人学ばざれば智なし、智なき者は愚人なり

慶應卒、山陰在住、一人暮らしニートの戯れ言

余所者の拒絶は、むしろ東京の方が激しいという話

盆にはまだ早いけれど、先日一週間ほど東京に帰省していた。

東京の友人たちや実家の家族と話をする中で、

地方創生の文脈でよく聞かれる「田舎では余所者に対して地元の人が排他的になる」という構図は、案外と東京でも当てはまるのではないか、というように感じるエピソードがあったので紹介したい。

 

わたしの生まれは東京でも世田谷区という、いわゆる世間でいうと高級住宅地とされるエリアで、母親は生まれも育ちも代々世田谷のお嬢様だ。

もっとも、彼女には、世田谷がおしゃれエリアとして成金や勘違いスイーツ(笑)が住み着く前から世田谷で暮らしてたってプライドがものすごくあるようで、

私が会話の流れの中で「東京に住む人は恵まれてる」みたいなことを言った瞬間に何故かファビョりはじめた。

曰く、「世田谷の町が、地方から上がってきた人に汚されてる」「私たちの暮らしがあったところに土足で踏み込んできて、飲食店でゴミを撒き散らし、地元の本屋を潰し、生活を変えてしまっている」という強い言葉で嘆いていた。

 

私にはこれが、地方でよくその土地のドンみたいな人が言う、「オレたちの町が、チェーン店で、都会から来たよそ者で、別のものに変えられてしまってる」って言葉と、猛烈に重なるのだ。

チェーン店や、外部からの侵入者で、町が破壊されていくのは、東京でも地方でも同じなのだ。

 

もう一つエピソードがある。

東京で路線バスに乗る機会が3回ほどあったのだが、

たまたまかもしれないが、そのバスは客が空いた席に着席するのを待たずに発進した。

田舎のバスに乗っていると、車内の転倒を防ぐ観点だろうが、どんなに遅延しようと必ず全員座ったりつかまったのを確認してから運転手さんはバスを動かすし、客も止まるまでは席を立たないので、

それがカルチャーショックだってことをTwitterで呟いたところ、これも世田谷に長い方に突っ込まれた。
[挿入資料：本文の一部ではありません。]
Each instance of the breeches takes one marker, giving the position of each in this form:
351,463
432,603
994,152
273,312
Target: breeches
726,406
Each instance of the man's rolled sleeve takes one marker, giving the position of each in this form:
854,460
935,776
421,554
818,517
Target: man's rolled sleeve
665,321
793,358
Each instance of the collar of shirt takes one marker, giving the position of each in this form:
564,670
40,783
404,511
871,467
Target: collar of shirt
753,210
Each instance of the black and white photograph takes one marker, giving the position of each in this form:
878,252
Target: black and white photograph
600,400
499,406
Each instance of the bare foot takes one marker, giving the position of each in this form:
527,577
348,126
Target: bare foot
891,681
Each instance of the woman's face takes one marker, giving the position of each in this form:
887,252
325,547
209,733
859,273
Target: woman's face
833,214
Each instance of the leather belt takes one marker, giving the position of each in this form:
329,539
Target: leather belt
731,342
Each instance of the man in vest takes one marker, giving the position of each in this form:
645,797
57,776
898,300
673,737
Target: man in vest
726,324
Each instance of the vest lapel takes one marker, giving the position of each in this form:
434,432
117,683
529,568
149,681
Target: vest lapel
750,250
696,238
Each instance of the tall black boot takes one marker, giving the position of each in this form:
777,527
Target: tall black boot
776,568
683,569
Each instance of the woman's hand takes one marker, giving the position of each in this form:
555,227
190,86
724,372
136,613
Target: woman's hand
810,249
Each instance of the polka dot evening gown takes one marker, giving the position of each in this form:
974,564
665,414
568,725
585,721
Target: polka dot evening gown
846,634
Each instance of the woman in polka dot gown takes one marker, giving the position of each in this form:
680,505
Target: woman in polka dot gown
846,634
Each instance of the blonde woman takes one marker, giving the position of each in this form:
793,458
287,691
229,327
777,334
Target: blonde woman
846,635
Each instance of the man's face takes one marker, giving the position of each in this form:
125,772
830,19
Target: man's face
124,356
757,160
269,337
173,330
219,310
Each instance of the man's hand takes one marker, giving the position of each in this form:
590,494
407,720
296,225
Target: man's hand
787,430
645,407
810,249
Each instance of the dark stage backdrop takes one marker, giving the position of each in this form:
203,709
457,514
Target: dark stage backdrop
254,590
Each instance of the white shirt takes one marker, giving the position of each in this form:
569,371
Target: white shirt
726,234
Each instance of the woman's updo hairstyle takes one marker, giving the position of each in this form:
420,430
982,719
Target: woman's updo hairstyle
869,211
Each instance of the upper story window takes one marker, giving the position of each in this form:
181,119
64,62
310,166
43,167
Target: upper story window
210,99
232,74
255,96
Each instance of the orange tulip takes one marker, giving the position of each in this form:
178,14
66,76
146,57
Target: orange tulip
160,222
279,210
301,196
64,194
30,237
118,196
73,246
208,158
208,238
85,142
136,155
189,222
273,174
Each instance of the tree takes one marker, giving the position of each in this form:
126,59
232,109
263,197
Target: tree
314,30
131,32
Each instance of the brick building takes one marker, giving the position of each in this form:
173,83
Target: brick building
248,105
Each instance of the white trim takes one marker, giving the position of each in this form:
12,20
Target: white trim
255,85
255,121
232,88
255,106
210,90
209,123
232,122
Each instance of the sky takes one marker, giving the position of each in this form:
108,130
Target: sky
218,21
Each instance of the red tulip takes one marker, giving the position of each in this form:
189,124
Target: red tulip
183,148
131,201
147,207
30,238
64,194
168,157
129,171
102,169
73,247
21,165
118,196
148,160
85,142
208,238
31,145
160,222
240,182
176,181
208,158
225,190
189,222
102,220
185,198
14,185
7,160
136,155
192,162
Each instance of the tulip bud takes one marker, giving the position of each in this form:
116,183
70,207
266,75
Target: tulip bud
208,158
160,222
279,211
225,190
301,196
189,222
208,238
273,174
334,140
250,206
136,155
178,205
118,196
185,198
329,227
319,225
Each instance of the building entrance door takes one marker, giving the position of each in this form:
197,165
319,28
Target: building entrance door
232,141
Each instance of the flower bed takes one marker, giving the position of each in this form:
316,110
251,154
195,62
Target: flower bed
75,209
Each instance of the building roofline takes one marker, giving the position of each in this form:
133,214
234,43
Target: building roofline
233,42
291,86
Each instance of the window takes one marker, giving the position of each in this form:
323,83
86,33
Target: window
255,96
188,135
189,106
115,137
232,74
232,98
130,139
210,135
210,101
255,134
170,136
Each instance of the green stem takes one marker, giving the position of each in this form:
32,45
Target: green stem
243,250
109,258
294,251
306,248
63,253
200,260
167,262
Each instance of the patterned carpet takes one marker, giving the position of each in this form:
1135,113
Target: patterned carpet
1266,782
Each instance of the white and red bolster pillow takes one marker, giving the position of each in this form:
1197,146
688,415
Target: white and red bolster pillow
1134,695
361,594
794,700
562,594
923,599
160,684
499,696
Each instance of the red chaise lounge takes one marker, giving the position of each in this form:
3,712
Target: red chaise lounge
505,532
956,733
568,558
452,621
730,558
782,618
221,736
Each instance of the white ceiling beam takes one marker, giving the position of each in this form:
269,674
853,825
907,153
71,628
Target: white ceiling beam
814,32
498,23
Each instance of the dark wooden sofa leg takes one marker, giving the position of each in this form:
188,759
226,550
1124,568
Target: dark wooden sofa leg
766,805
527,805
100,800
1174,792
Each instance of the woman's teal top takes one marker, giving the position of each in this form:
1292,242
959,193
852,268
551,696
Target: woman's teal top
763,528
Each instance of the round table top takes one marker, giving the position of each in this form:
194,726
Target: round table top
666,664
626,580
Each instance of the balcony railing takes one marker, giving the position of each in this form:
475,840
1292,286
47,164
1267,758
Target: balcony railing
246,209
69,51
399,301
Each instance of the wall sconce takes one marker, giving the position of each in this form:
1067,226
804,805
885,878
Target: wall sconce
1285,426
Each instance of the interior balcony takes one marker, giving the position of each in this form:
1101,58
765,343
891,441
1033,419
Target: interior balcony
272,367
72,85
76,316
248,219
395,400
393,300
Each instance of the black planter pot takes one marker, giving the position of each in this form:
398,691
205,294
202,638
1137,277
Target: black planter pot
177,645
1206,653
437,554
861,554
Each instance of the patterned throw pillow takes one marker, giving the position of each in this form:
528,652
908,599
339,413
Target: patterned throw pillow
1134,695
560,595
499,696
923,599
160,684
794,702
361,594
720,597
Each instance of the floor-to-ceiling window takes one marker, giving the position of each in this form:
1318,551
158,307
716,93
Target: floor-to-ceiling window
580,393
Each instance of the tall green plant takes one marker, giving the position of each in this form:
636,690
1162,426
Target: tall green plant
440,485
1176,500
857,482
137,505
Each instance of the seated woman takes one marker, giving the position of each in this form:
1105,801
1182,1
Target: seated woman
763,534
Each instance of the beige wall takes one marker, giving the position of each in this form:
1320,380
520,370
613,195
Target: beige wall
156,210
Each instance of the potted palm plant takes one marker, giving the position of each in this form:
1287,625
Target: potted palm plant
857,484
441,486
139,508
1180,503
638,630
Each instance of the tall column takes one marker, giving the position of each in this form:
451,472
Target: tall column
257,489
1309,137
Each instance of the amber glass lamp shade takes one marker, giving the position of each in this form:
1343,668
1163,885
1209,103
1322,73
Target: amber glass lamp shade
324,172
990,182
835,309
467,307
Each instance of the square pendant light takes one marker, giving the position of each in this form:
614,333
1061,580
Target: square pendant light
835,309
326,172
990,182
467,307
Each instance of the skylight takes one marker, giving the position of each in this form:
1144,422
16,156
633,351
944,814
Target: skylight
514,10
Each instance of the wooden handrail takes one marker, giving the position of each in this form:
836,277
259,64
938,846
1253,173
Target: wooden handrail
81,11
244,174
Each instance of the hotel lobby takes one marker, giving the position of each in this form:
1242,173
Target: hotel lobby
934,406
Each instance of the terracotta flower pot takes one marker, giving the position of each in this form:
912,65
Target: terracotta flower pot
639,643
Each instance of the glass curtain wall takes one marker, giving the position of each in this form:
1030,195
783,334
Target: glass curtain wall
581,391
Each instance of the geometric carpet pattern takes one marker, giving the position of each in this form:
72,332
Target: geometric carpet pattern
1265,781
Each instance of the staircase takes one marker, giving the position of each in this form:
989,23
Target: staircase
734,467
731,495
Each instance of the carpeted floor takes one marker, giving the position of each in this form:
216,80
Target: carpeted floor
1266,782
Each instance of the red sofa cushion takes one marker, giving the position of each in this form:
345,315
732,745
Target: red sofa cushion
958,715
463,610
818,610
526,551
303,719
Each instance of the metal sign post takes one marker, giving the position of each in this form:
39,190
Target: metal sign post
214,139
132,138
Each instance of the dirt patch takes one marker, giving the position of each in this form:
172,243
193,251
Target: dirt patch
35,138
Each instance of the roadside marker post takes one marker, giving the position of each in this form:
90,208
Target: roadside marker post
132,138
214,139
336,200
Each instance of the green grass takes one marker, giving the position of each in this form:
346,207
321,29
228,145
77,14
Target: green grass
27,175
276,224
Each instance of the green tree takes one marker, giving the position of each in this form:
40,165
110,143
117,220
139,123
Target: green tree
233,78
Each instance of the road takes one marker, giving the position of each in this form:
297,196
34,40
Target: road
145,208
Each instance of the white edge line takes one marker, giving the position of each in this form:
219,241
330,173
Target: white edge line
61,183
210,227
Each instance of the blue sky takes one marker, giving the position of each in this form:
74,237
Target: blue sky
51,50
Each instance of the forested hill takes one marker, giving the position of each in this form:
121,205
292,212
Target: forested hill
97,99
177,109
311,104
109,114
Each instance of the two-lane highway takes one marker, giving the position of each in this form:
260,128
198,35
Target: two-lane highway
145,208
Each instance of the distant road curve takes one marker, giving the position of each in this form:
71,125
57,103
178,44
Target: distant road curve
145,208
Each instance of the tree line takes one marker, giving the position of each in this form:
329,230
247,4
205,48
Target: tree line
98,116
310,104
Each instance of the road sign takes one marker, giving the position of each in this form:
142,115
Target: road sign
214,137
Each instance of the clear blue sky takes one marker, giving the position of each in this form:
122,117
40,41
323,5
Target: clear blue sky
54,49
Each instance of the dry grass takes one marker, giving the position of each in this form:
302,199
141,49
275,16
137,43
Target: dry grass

「たまたま乗ったバスを東京の総意として見ないで欲しい」その言葉には、地方から出てきた人がたまたま目にした東京の姿は真の東京じゃない、というような、見下した嫌悪感が滲んでいた。

ちょうど都会の人が地方の車窓を見かけて呟いた「これだから田舎は」という言葉への地方民の激しい反発を見るようだった。

 

これらの話から見えることは、都会の人間は、田舎から上がってきて都会のコミュニティへと入り込もうとしている人間に対して、とても排他的で、嫌悪感をもっている、というケースがあり得ることだ。

よく地方創生の民は「田舎の人間は都会から来て自分達のコミュニティに入ろうとする人間に冷たい」という対立構造を作ろうとするが、

これは都会田舎が対になってるのではなく、両方とも、単純に「自分の心地よい内輪の中に入ってくる外部の者を受け入れられない」ということに尽きるんじゃないか、ってことだ。

 

あ、前半にちょっと書いた、「チェーン店が壊しているもの」は都会にも田舎にもありそう、って気づきは、また考えがまとまったら書きます。